Large enough to handle structured tasks,
small enough to run anywhere.
✔ Fine-tuning will make the difference
With a specialized Excel dataset, these models will jump another level.
📊 Mini-Benchmark: Example Outputs
Prompt:
“Return the last non-empty value in column B.”
| Model | Typical Output |
|---|---|
| SmolLM-1.7B | =LOOKUP(2,1/(B:B<>""),B:B) |
| Qwen-1.5B | Same as above, very consistent |
| DeepSeek R1 | Same formula, sometimes adds brief reasoning |
Prompt:
“Calculate the standard deviation of B2:B80.”
| Model | Typical Output |
|---|---|
| SmolLM-1.7B | =STDEV.S(B2:B80) |
| Qwen-1.5B | Most reliable answer |
| DeepSeek R1 | Usually correct, sometimes extra commentary |
Prompt:
“Perform a two-tailed t-test on C2:C50 vs D2:D50.”

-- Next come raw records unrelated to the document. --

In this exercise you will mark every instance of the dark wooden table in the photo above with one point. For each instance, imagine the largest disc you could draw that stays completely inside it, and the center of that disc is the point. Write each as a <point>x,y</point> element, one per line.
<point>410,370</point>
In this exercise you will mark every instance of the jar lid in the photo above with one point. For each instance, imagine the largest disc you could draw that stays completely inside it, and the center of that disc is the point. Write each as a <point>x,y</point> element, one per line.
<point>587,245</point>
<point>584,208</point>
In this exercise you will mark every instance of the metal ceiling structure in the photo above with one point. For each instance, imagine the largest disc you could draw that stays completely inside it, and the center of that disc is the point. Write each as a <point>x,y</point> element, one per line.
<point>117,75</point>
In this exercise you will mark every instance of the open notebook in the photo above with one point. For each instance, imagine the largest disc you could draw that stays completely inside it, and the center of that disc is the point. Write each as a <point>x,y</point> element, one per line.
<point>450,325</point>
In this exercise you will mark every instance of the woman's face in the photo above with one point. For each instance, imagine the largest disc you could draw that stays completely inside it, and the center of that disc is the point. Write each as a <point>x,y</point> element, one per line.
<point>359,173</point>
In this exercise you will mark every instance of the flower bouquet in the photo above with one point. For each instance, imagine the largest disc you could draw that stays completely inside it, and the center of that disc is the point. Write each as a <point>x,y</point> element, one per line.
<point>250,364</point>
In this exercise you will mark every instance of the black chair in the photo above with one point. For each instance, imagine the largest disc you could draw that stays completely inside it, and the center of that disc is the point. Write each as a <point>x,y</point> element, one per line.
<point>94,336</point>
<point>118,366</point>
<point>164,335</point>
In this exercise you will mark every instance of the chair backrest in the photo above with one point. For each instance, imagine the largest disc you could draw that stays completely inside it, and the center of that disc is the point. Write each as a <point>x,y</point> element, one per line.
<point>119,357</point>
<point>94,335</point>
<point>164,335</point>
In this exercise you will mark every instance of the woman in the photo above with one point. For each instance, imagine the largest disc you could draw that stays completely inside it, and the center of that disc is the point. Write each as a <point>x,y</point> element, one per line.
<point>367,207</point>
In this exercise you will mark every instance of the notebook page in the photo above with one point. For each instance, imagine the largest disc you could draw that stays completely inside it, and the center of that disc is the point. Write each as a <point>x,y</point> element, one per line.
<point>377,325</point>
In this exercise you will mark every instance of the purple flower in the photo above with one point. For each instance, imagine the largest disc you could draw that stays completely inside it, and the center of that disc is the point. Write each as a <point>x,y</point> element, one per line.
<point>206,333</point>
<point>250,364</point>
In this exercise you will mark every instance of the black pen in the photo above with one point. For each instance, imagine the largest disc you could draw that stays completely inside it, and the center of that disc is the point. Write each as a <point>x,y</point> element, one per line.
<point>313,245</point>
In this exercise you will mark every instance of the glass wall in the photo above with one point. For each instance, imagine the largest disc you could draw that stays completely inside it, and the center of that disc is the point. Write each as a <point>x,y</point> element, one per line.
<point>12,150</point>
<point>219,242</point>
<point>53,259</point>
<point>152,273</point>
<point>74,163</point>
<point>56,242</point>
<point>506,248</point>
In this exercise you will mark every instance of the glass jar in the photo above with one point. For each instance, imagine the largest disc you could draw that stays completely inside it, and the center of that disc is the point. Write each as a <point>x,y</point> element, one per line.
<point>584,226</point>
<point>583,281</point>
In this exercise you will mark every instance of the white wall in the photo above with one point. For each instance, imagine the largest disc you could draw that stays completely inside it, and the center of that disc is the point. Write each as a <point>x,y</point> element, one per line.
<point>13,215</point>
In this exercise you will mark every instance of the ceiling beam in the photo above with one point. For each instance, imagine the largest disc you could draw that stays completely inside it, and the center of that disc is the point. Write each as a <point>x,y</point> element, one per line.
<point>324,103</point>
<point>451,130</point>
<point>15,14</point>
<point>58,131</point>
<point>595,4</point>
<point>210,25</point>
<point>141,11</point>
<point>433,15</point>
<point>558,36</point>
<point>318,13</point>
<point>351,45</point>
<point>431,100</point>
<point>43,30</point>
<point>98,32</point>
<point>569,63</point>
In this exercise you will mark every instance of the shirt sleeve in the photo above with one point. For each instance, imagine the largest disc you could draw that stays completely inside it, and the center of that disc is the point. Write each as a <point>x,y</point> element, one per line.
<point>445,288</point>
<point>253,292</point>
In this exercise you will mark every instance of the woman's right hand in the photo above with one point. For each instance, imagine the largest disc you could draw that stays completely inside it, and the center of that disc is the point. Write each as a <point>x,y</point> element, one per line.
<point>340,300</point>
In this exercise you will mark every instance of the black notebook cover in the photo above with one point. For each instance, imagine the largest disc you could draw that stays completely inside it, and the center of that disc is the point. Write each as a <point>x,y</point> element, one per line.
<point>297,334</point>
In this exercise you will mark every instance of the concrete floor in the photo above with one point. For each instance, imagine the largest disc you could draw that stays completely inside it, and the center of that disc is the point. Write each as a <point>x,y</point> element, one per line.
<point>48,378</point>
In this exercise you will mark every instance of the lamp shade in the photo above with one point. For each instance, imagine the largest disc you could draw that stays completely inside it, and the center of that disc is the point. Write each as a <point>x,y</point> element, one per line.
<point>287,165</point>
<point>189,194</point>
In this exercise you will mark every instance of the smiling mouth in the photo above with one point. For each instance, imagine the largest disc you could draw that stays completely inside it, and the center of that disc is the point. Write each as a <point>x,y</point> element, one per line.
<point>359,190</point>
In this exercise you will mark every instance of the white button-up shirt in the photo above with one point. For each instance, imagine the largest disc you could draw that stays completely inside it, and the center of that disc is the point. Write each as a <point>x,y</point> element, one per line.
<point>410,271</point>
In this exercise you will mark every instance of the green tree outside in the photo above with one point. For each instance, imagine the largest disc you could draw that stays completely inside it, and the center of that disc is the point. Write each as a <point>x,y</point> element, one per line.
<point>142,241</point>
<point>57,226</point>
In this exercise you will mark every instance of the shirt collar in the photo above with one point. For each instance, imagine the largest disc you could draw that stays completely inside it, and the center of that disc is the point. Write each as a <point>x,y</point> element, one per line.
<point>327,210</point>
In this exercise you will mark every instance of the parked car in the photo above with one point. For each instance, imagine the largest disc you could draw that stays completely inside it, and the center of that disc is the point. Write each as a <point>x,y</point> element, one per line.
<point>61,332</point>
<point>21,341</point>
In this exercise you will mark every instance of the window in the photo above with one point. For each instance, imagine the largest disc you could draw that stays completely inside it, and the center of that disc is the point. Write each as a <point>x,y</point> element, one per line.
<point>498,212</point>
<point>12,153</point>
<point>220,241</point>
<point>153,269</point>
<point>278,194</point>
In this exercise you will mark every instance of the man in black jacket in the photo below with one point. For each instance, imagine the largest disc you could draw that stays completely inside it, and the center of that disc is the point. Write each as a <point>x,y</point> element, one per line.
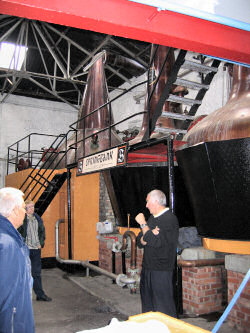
<point>33,232</point>
<point>158,237</point>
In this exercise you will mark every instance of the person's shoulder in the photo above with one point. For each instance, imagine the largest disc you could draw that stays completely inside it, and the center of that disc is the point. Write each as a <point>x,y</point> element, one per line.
<point>7,241</point>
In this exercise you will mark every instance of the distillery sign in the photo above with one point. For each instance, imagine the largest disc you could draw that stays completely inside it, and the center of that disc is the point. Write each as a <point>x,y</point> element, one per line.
<point>102,160</point>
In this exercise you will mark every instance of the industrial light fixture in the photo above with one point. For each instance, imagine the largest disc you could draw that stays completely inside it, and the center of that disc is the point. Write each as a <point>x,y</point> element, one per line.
<point>11,55</point>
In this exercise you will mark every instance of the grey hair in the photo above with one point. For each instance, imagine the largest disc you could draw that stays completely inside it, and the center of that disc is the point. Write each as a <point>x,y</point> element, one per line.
<point>158,196</point>
<point>10,197</point>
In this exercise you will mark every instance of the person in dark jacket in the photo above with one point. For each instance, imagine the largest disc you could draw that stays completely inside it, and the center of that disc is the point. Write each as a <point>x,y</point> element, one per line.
<point>16,313</point>
<point>33,232</point>
<point>158,237</point>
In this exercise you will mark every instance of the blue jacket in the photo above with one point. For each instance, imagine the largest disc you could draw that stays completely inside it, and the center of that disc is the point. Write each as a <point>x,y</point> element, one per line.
<point>41,229</point>
<point>16,313</point>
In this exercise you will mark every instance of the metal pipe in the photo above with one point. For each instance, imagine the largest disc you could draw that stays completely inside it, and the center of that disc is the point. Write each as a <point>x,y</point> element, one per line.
<point>121,279</point>
<point>69,212</point>
<point>132,236</point>
<point>200,262</point>
<point>171,173</point>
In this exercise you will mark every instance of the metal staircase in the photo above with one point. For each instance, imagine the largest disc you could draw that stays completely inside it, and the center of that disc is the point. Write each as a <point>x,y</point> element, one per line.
<point>206,72</point>
<point>42,184</point>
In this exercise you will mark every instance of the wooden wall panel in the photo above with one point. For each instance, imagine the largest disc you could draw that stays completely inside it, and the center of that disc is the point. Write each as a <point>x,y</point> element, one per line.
<point>85,215</point>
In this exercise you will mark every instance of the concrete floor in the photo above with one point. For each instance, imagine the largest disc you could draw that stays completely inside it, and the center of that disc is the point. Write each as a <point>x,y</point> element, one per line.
<point>83,303</point>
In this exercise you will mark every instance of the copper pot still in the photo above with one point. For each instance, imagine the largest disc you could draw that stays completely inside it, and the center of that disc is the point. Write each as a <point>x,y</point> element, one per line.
<point>232,121</point>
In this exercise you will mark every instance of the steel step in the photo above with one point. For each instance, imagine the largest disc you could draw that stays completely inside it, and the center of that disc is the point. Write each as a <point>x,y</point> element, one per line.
<point>167,130</point>
<point>173,115</point>
<point>183,100</point>
<point>194,66</point>
<point>191,84</point>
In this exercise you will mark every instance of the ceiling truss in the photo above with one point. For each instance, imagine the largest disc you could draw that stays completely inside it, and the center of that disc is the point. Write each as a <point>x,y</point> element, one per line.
<point>53,65</point>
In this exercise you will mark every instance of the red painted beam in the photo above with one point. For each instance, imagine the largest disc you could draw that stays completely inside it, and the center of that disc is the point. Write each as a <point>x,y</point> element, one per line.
<point>141,22</point>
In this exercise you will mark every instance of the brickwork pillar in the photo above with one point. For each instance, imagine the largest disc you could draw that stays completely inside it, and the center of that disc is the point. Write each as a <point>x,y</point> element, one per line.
<point>203,289</point>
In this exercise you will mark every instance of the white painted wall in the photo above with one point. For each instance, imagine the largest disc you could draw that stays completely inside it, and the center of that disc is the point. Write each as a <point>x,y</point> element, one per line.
<point>21,116</point>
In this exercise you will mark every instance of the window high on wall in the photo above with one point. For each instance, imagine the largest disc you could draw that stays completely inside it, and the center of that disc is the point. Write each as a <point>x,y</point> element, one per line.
<point>12,55</point>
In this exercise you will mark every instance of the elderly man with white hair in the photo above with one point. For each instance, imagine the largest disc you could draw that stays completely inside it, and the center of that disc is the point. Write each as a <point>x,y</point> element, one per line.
<point>16,313</point>
<point>158,237</point>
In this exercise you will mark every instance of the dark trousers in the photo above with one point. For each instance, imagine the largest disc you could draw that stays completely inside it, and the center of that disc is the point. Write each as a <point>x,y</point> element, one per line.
<point>156,289</point>
<point>35,258</point>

| Model | Typical Output |
|---|---|
| SmolLM-1.7B | Attempts but inconsistent |
| Qwen-1.5B | =T.TEST(C2:C50, D2:D50, 2, 2) (most accurate) |
| DeepSeek R1 | Usually correct, but may attempt an alternate approach |
🚀 Why This Matters for 6SigmaMind
Because 6SigmaMind isn’t just a demo —
it’s the start of a small-model specialization journey.
This comparison shows:
- Small models are already close to what’s needed
- Fine-tuning will push them from “good” to “expert”
- A benchmark helps identify which model becomes 6SigmaMindv3
This is the foundation for an Excel-focused mini-LLM.
🎯 Try the Live Benchmark Yourself
👉 Launch the model-comparison Space:
https://huggingface.co/spaces/benkemp/6SigmaMindV3
Try prompts like:
- “Sum C where B = ‘Closed’.”
- “Lookup D where A matches H2.”
- “IF A2 > 100 then return ‘High’ else ‘OK’.”
- “Correlation between A and B.”
- “Two-sample t-test for C2:C50 vs D2:D50.”
You’ll immediately feel which model “thinks” the way you like.
Small models are the future — and 6SigmaMind is being built in the open.